その日、日が沈むまでに何とか今日の分の仕事を終わらせて、俺は木陰でお気に入りの本を読みながら体を休めていた。
お気に入りの本というのは、冒険小説だ。竜と剣士が殺し合うという内容のものだった。
こちらの世界の本、特に小説を読み出して困惑したのは、全てがファンタジー小説だったことだ。けれど、よく考えれば当然のことで、こちらでは世界自体がファンタジーなのだ。
元の世界で、現実社会をモデルにした舞台の小説ばかりだからといって、「現実小説ばっかりじゃないか」と文句を言う奴なんていないだろう。
単に、小説の舞台が俺にとってのファンタジーだから全てがファンタジー小説に見えるだけだ。
その舞台を抜きにすると、この世界での小説のジャンルは、そこまで元の世界のものと変わらない。
冒険小説、恋愛小説、文学作品、大体ある。
ただ、元の世界で言うところのSF小説はない。そして、何よりも。
我が愛する、ミステリ小説、推理小説の類が一切ないのには落ち込んだ。この世界に転生して、何よりもこれがショックだったかもしれない。
SFとミステリが一切存在しないことについて、俺はその理由が何となく分かる気がした。ただ、うまく言葉にはできない状態だ。
ともかく、俺は本を読みながら体を休めていた。
魔術を学ぶ話は、ここから始まる。
「ヴァン」
他の村人と喋っていた父さんが、にこにこと笑いながら戻ってくる。
「ああ、父さん」
俺は本を閉じて顔を上げる。
「相変わらず本の虫だなあ、お前は」
呆れたように父さんは苦笑してから、
「お前も、よく畑仕事を手伝ってくれて、助かるよ」
今更しみじみと言うので、
「な、何、突然」
俺は驚く。
「いや、身につければ畑仕事も楽になるし、体もできてきたみたいだし、そろそろだろうと思ってね」
いたずらをたくらむかのように、父さんはにやにやと含み笑う。
「え?」
まだ、意味が分からずに俺はぽかんとした顔をするだけ。
「魔術だよ、教えようと思ってね」
破顔する父さんを見て、ようやく俺にも意味が分かる。
やった。
やったぞ。
「お、ヴァン、そんなに嬉しかったか?」
口には出していなかったが、表情が明らかに変わってしまったらしい。
笑顔のままで父が俺の髪をくしゃくしゃと撫でてくる。
「うんっ」
子どもらしい口調にしよう、と思うまでもなく、嬉しさのあまり勝手に口調が子供っぽくなる。

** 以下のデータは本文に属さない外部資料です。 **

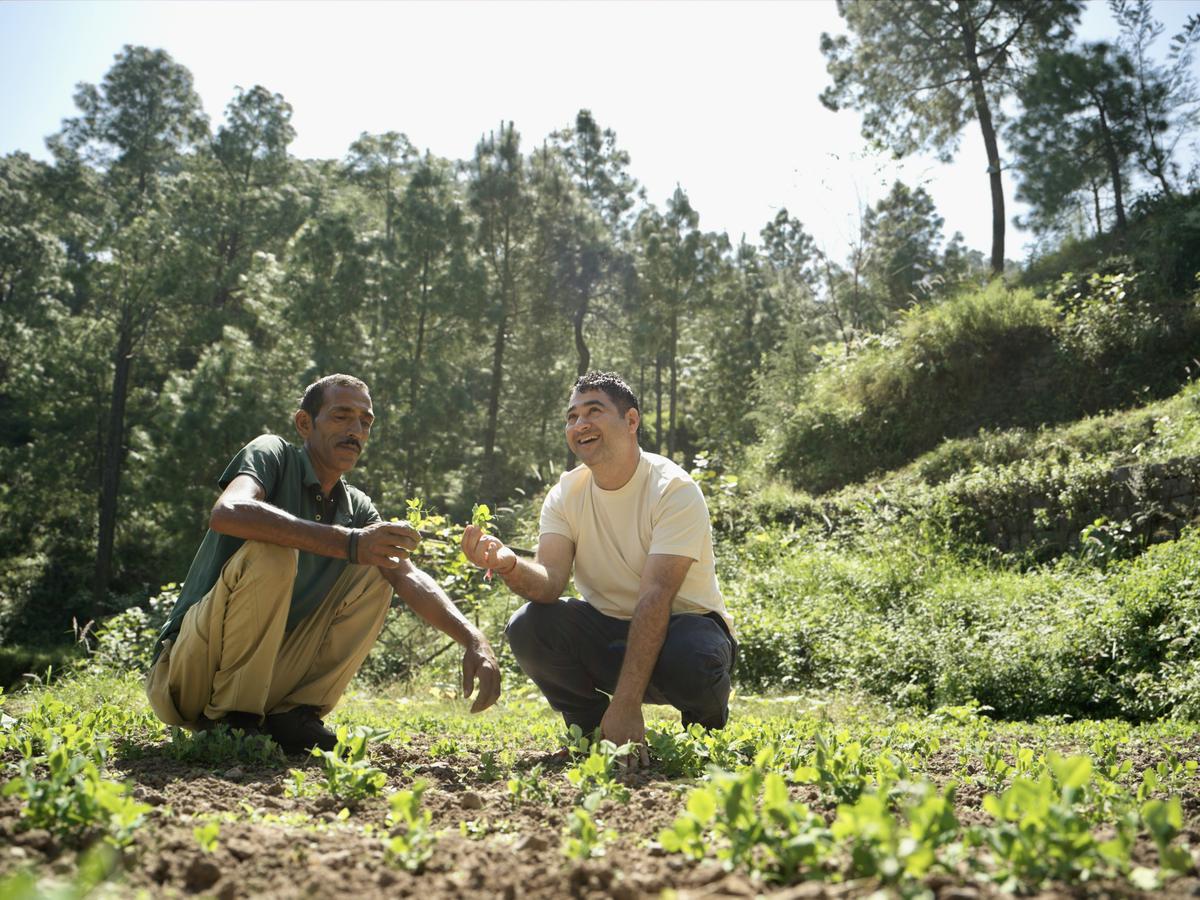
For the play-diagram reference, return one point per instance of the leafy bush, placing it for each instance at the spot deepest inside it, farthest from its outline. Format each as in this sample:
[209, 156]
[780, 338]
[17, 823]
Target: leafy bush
[125, 642]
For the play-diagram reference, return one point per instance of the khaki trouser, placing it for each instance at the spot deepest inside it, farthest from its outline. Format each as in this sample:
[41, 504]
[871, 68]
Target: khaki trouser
[232, 653]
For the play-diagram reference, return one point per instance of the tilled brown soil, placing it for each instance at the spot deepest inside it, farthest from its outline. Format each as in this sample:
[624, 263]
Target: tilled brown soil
[280, 846]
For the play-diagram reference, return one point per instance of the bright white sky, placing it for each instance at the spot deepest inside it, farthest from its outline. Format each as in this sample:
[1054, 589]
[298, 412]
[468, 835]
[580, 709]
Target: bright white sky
[719, 97]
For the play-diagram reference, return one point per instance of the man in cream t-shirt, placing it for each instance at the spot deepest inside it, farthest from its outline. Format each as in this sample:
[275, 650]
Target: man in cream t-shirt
[652, 625]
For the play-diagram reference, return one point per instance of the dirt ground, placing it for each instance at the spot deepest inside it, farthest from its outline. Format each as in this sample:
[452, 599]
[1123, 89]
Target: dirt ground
[280, 846]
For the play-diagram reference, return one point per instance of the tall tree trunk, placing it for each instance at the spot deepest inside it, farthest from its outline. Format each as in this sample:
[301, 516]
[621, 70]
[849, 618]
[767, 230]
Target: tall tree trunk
[414, 381]
[1114, 161]
[658, 402]
[582, 352]
[113, 461]
[493, 406]
[983, 112]
[675, 382]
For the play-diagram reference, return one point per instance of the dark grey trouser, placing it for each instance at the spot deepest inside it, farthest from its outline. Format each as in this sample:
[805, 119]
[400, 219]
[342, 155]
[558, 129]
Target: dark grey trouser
[574, 654]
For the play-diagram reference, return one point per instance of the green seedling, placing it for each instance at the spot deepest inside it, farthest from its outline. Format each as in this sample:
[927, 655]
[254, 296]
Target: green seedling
[207, 835]
[586, 838]
[412, 837]
[348, 773]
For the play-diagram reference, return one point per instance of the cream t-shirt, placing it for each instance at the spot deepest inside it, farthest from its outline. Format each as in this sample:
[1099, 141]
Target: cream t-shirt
[659, 510]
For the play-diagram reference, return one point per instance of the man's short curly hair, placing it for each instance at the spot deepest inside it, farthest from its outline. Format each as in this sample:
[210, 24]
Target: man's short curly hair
[315, 394]
[612, 384]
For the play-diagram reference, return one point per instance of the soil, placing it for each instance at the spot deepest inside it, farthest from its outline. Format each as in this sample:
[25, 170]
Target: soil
[279, 846]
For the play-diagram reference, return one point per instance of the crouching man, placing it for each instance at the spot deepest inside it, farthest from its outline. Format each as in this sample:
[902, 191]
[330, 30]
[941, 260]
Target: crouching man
[292, 585]
[652, 625]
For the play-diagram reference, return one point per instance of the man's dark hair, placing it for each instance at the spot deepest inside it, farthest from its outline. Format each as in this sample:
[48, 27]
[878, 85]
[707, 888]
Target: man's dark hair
[315, 394]
[611, 384]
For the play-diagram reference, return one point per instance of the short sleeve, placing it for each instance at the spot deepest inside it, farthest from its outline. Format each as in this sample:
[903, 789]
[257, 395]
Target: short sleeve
[553, 520]
[681, 522]
[262, 459]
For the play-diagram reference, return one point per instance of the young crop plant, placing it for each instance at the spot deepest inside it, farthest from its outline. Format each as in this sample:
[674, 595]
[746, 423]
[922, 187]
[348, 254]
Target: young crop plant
[595, 777]
[895, 850]
[413, 839]
[490, 768]
[348, 773]
[843, 769]
[1043, 832]
[221, 744]
[585, 837]
[747, 819]
[75, 798]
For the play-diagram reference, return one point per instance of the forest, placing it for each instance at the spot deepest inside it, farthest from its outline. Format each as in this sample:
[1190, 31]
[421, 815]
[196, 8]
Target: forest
[953, 495]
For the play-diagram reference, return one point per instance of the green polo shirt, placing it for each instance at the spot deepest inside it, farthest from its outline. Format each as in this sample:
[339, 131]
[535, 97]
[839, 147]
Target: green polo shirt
[291, 484]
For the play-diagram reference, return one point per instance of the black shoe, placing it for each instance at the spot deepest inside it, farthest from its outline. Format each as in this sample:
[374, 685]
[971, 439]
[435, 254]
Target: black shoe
[249, 723]
[300, 730]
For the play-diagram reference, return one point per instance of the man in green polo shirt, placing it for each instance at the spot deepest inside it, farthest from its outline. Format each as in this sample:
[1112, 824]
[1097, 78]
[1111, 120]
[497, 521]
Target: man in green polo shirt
[292, 585]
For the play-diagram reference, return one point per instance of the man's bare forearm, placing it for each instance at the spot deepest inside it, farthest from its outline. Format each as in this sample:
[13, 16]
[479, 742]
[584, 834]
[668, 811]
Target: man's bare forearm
[259, 521]
[531, 580]
[647, 631]
[423, 595]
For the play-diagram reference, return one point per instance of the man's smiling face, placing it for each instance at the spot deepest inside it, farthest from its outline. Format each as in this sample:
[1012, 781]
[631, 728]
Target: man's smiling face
[597, 431]
[339, 433]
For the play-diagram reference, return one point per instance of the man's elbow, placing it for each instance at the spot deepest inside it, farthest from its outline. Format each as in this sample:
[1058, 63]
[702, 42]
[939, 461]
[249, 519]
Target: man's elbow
[225, 515]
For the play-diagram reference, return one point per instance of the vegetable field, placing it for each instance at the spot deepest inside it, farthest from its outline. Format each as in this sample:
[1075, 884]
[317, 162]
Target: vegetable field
[803, 796]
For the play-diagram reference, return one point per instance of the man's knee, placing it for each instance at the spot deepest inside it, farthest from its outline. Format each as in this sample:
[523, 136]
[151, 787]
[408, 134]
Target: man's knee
[271, 556]
[537, 630]
[526, 629]
[695, 665]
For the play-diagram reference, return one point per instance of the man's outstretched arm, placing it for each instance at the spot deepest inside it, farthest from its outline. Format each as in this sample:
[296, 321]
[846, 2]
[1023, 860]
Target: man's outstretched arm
[660, 582]
[427, 600]
[243, 511]
[541, 579]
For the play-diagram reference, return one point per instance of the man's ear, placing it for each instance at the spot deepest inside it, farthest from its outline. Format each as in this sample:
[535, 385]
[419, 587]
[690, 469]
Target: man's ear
[303, 423]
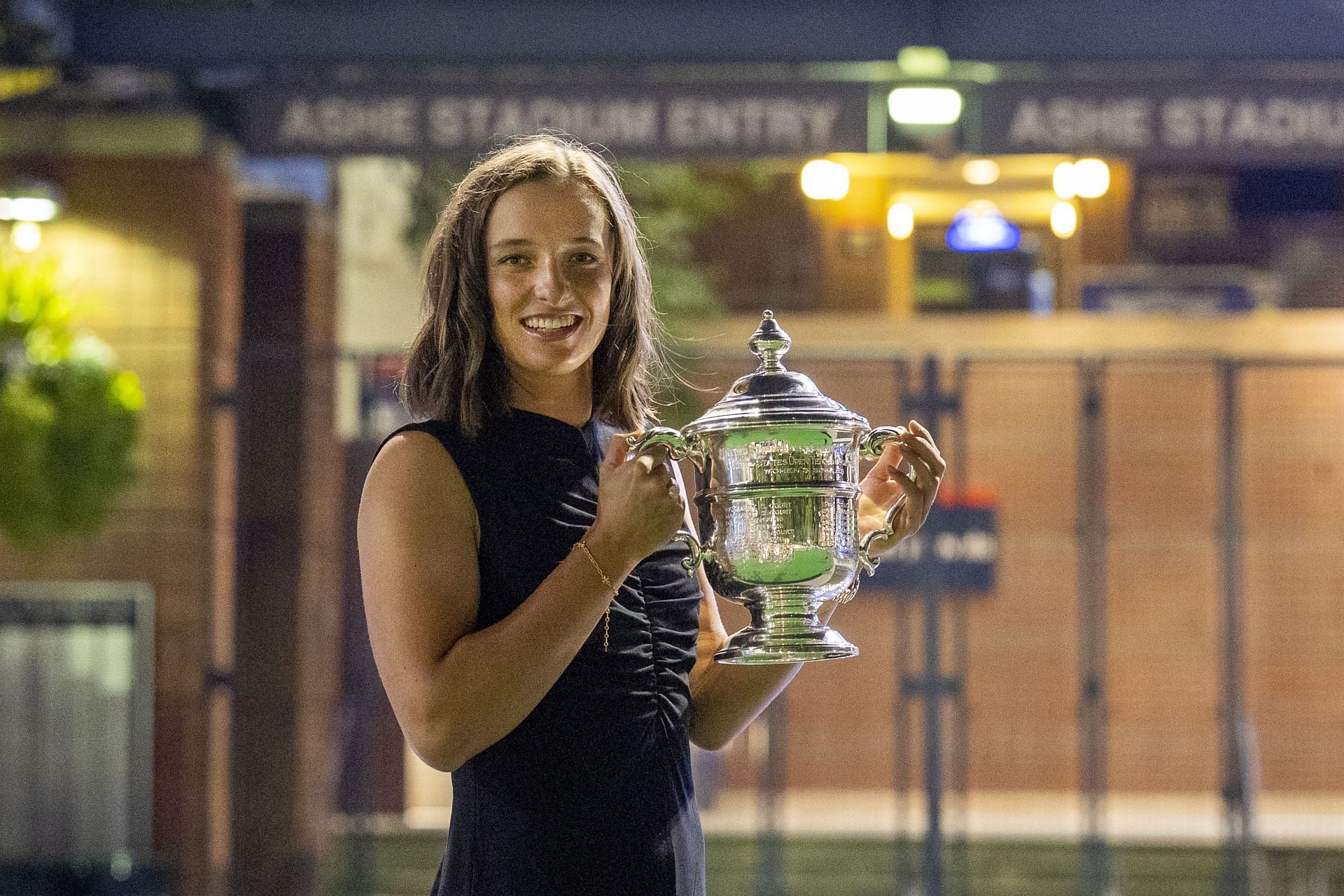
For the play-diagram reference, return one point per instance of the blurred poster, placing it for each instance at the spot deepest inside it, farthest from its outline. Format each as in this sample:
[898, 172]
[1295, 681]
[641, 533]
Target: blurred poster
[381, 409]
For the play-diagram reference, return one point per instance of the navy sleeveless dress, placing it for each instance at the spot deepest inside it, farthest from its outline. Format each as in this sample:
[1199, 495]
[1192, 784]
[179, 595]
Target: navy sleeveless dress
[592, 792]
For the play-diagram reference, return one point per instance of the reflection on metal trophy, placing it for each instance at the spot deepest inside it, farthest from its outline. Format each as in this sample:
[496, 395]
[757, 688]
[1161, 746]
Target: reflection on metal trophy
[777, 496]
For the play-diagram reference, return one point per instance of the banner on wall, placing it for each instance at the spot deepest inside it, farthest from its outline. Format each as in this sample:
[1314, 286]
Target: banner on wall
[1237, 122]
[733, 120]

「よしよし、じゃあ、危ないからあっちの方の広場にいくか」
俺は父さんに連れられて、人のあまり来ない草原に行く。
やった、ついに魔術が覚えられる。
嬉しさが抑えきれない。
「魔術について、どこまで知ってるんだい? 本は読んでるんだろ?」
うきうきとした俺に苦笑しながら、父さんが優しく問いかけてくる。
「魔術……ええと、体を流れる魔力を集中して、何かに働きかけることを総称して魔術と呼ぶって、そう書いてありました」
俺は今まで読んだ本の魔術についての記述を思い出す。
「はは、難しい言い回しだな。でも、それで合ってるよ」
「けど、父さん。そもそも、魔力っていうのが、よく分からないんですけど」
長年の疑問をぶつけると、
「うん、だろうね。ヴァン、魔力が何かは、実は宮廷魔術師のような偉い人たちにもよく分かっていないんだ」
「え?」
宮廷魔術師といったら、魔術のプロである魔術師の国のトップだ。
その人たちにも、魔力が何か分かっていない?
「つまりね、魔力が体を流れている、と思うのがまず大事なんだ。炎を出したいなら、その魔力を使って炎を出すところを想像すればいい」
「想像?」
つまり、イメージすればいいってことか?
「そう、想像だよ。どれだけ強く、具体的にイメージできるか。それが魔術の成否を分けるんだ」
予想外の話だ。
つまり、魔力っていうのも、「体が魔力が流れている」と想像した方がうまく魔術を想像できるから、そのために生み出された仮定上の力ってことか。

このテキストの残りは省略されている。